Hart Crane

O Carib Isle!

O Carib Isle!
 
The tarantula rattling at the lily’s foot
Across the feet of the dead, laid in white sand  
Near the coral beach—nor zigzag fiddle crabs  
Side-stilting from the path (that shift, subvert
And anagrammatize your name)—No, nothing here  
Below the palsy that one eucalyptus lifts  
In wrinkled shadows—mourns.
 
                                       And yet suppose
I count these nacreous frames of tropic death,  
Brutal necklaces of shells around each grave  
Squared off so carefully. Then
 
To the white sand I may speak a name, fertile
Albeit in a stranger tongue. Tree names, flower names  
Deliberate, gainsay death’s brittle crypt. Meanwhile  
The wind that knots itself in one great death—
Coils and withdraws. So syllables want breath.
 
But where is the Captain of this doubloon isle
Without a turnstile? Who but catchword crabs
Patrols the dry groins of the underbrush?
What man, or What
Is Commissioner of mildew throughout the ambushed senses?  

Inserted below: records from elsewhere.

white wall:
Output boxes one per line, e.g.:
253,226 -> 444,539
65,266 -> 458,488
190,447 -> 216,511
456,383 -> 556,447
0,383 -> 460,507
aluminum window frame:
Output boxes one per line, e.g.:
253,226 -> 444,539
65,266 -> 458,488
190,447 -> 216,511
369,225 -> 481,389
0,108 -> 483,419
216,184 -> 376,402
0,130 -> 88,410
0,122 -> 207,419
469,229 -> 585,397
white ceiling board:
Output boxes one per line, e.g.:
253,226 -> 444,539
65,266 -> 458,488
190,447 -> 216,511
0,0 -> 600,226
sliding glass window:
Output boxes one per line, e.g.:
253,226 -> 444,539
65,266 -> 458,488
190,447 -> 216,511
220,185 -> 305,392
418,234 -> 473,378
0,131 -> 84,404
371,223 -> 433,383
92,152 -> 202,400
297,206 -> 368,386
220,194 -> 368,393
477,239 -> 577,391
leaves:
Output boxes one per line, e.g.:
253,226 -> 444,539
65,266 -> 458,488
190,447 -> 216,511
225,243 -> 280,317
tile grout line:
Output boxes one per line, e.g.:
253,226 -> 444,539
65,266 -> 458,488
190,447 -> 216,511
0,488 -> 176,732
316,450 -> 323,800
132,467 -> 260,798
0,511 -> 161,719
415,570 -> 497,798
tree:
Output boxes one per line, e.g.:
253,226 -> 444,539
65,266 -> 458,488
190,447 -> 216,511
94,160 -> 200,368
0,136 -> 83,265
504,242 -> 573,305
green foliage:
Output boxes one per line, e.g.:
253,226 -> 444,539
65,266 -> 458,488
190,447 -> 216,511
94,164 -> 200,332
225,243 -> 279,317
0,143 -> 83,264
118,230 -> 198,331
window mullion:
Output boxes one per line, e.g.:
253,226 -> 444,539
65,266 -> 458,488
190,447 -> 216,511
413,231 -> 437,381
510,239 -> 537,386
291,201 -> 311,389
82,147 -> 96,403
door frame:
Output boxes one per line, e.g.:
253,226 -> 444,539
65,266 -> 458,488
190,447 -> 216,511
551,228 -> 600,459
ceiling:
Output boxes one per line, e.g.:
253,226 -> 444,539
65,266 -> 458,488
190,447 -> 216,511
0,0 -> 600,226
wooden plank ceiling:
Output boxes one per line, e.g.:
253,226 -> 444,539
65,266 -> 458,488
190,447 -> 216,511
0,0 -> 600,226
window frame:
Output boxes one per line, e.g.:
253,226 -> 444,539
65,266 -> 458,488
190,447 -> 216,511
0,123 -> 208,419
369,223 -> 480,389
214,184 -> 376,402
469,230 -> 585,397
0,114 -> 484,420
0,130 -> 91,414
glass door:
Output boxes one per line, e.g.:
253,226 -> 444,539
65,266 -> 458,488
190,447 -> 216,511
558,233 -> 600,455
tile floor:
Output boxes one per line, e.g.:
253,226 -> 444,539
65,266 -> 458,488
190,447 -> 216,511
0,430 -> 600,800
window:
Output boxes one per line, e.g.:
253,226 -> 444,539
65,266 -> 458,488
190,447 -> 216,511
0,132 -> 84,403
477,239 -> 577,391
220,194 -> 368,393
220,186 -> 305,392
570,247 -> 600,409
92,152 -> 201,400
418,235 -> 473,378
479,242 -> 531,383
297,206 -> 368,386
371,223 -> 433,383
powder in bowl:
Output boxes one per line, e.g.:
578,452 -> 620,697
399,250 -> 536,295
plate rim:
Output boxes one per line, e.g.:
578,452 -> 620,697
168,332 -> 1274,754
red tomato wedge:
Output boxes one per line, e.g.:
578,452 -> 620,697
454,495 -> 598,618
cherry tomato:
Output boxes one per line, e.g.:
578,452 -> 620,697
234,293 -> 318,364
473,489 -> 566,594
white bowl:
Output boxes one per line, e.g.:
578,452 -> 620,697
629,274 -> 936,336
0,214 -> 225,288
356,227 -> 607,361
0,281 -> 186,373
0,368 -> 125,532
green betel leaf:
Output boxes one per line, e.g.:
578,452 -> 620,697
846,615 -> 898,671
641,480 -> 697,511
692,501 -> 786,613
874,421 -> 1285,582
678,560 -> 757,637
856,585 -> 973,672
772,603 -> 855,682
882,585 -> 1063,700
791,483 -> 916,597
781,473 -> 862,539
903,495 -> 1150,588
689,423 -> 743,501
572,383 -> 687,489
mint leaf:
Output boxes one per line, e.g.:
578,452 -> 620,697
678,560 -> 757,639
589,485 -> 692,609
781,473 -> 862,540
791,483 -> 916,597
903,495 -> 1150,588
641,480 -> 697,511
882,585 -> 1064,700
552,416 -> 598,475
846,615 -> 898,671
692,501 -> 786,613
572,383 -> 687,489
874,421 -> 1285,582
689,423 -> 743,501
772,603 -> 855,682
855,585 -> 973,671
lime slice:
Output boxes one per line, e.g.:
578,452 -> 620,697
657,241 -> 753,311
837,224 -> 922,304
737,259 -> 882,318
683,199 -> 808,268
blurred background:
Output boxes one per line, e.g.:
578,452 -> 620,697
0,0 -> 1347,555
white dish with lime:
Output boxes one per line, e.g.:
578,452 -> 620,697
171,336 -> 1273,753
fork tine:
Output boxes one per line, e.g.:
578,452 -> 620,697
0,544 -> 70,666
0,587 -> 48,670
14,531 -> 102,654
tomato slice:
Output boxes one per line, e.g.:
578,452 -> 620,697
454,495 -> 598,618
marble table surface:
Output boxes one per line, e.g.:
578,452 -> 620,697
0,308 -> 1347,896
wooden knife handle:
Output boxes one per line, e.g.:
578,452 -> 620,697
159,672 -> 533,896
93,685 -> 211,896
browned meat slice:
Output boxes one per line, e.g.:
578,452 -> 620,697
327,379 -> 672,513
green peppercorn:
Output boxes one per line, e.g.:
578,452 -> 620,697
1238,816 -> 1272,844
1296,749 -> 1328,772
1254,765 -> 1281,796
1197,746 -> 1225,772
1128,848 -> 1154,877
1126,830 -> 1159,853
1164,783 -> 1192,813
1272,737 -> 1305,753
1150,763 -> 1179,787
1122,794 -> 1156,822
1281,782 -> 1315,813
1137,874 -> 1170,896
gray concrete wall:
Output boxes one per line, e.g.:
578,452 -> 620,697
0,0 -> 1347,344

His Carib mathematics web the eyes’ baked lenses!
 
Under the poinciana, of a noon or afternoon
Let fiery blossoms clot the light, render my ghost  
Sieved upward, white and black along the air  
Until it meets the blue’s comedian host.
 
Let not the pilgrim see himself again
For slow evisceration bound like those huge terrapin  
Each daybreak on the wharf, their brine-caked eyes;
—Spiked, overturned; such thunder in their strain!  
And clenched beaks coughing for the surge again!
 
Slagged of the hurricane—I, cast within its flow,  
Congeal by afternoons here, satin and vacant.
You have given me the shell, Satan,—carbonic amulet  
Sere of the sun exploded in the sea.